Алька опешил. Такого от Леньки он не ожидал.
— Только ты, дурак, подумай. Кому польза будет?.. Ну выгонят нас с тобой из лагеря. А ты про мать забыл?.. Вот то-то… Ей знаешь что? Проходу на фабрике не будет… Этот ваш Андрей хитрый: «Признайтесь, детки, не бойтесь»… А попробуй признайся! Враз по-другому заговорит… Знаю я их, фараонов. Насмотрелся.
С тех пор все безнадежно спуталось в Алькиной голове. Выходит, Ленька жалеет мать. А вот Алька — не жалеет?! И начальник может обмануть — из лагеря выгонит. Кому верить?.. А ребятам тогда как в глаза смотреть?.. Жулик! Братья Клещовы — жулики… И прощай лагерь, горы, море…
А может, это не «украл» называется? А как-нибудь по-другому? Ведь не нарочно же! И Ленька уверяет, что в темноте ошибся, не в тот сад залезли… И что ему сделается, Фаносопуле? Сколько тех яблок взяли… И опять же: не его яблоки. Говорят, чужие сады прикарманил. Кулак он. Сам жулик…
Нужно успокоиться и забыть. Будто ничего не было. Но Алька не может забыть и мучится.
Особенно плохо Альке с тех пор, как обнесли сад тетушки Ануш. Кто?.. Флаг чуть не на середине мачты болтается. Смотреть муторно. А может, тоже Ленька? Надо спросить.
Но при первых словах Ленька угрожающе надвинулся на Альку и процедил сквозь зубы:
— Ты, тюлька дохлая!.. Да я тебя за такие слова… Ты видел?! Дурак. Я знаешь какой авторитет у ребят имею?! Я, может, в комсомол подавать буду. Ты мне дорогу не заступай! — сплюнув под ноги оторопевшему Альке, он отвернулся и вперевалочку ушел прочь.

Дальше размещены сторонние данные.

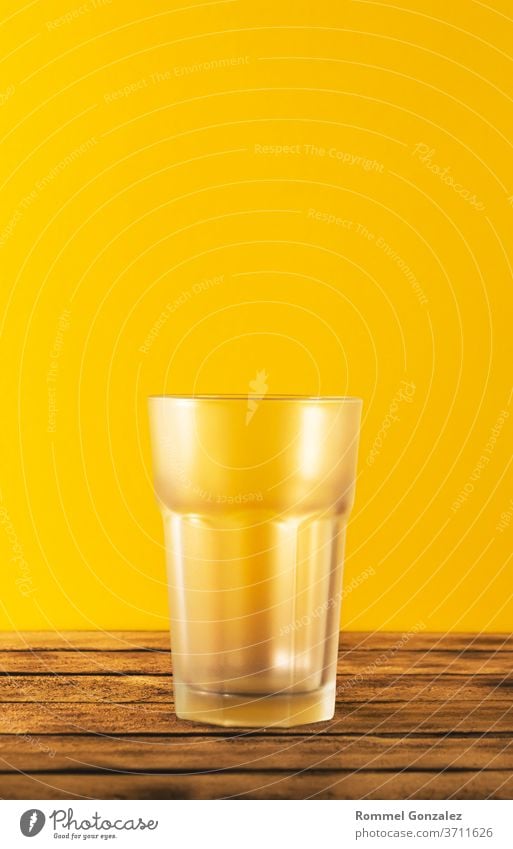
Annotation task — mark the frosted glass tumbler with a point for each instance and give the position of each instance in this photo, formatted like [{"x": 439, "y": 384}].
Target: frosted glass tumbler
[{"x": 255, "y": 497}]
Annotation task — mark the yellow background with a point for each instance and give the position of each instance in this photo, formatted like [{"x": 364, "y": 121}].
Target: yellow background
[{"x": 134, "y": 168}]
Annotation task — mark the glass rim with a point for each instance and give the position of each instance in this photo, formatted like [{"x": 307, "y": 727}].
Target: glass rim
[{"x": 244, "y": 397}]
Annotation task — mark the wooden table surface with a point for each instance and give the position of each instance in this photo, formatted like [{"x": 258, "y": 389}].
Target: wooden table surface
[{"x": 90, "y": 715}]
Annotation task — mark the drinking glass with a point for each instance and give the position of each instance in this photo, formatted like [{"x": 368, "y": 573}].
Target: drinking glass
[{"x": 255, "y": 495}]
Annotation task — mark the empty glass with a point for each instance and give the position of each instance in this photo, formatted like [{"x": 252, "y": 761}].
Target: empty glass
[{"x": 255, "y": 496}]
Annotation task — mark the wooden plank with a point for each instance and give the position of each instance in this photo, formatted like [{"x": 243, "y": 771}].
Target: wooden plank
[
  {"x": 351, "y": 717},
  {"x": 263, "y": 785},
  {"x": 84, "y": 641},
  {"x": 133, "y": 688},
  {"x": 91, "y": 662},
  {"x": 351, "y": 664},
  {"x": 159, "y": 641},
  {"x": 249, "y": 751}
]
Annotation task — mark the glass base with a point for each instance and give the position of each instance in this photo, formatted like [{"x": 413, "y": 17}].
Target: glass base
[{"x": 283, "y": 710}]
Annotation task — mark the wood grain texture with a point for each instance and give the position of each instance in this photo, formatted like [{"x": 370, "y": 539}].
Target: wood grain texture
[{"x": 90, "y": 715}]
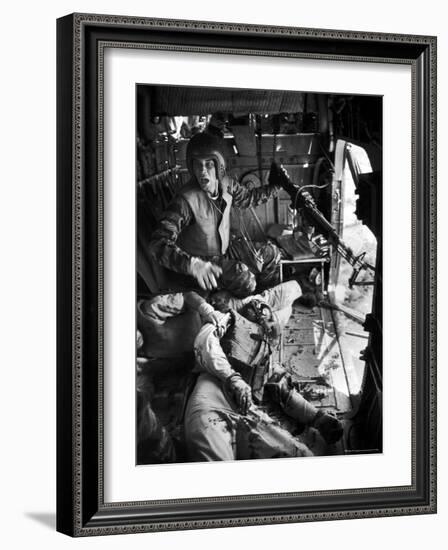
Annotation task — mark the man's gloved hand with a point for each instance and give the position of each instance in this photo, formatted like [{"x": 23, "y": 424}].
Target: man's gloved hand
[
  {"x": 278, "y": 177},
  {"x": 240, "y": 392},
  {"x": 206, "y": 273},
  {"x": 210, "y": 315}
]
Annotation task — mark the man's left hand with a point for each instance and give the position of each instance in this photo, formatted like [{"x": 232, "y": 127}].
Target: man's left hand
[{"x": 240, "y": 392}]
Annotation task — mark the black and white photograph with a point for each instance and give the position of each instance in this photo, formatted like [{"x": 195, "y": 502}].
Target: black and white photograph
[{"x": 258, "y": 274}]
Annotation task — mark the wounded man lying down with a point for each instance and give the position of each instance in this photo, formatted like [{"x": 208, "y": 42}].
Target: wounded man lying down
[{"x": 224, "y": 418}]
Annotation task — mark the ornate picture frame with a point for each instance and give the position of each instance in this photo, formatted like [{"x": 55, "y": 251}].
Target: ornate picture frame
[{"x": 81, "y": 506}]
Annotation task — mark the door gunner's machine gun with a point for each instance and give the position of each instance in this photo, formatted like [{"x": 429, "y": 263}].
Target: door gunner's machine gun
[{"x": 302, "y": 199}]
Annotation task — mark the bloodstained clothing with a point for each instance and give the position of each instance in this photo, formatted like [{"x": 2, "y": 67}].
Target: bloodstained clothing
[{"x": 214, "y": 428}]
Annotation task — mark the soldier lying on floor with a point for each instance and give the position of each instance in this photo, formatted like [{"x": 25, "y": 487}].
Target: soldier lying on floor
[{"x": 233, "y": 351}]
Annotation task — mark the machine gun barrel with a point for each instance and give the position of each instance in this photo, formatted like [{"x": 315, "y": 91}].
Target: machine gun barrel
[{"x": 304, "y": 200}]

И правильно, что тюлькой дохлой обозвал. А если бы мне такое сказали?.. Человек в комсомол собирается, а я понапрасну…
Все как будто правильно. И все-таки Алька нигде не находил себе места. Может, сказать про яблоки?.. А мама?..
КОМПОТ
Вовка Иванов тоскливо глядел на флаг. Он сегодня опять не взлетел до самой вершины мачты.
Вовка вспомнил, как на другой день после открытия впервые в жизни поднимал флаг над лагерем. Он с ребятами так оборудовал свою палату, что и вожатая Зина Осипова, и дежурный по лагерю похвалили. А потом зашел сам Андрей Андреевич и сказал: «Молодцы! Это обязательно нужно отметить. Пусть старшие придут и у вас поучатся».
И правда — приходили. У Вовки от гордости горели щеки.
А на другое утро дежурный по лагерю объявил: «Пионер девятого отряда Володя Иванов, на флаг!» И Вовка на виду у всех пошел к мачте. Это только кажется, что расстояние до мачты двадцать шагов. Больше! Вовка идет очень долго. И все стоят, вытянувшись по стойко «смирно». Стоят пионеры всех десяти отрядов, стоят вожатые, барабанщики, Андрей Андреевич.
«Лагерный флаг поднять!»
Тотчас барабаны рассыпали дробь. Голос горна взлетел высоко над долиной. Флаг медленно поплыл вверх.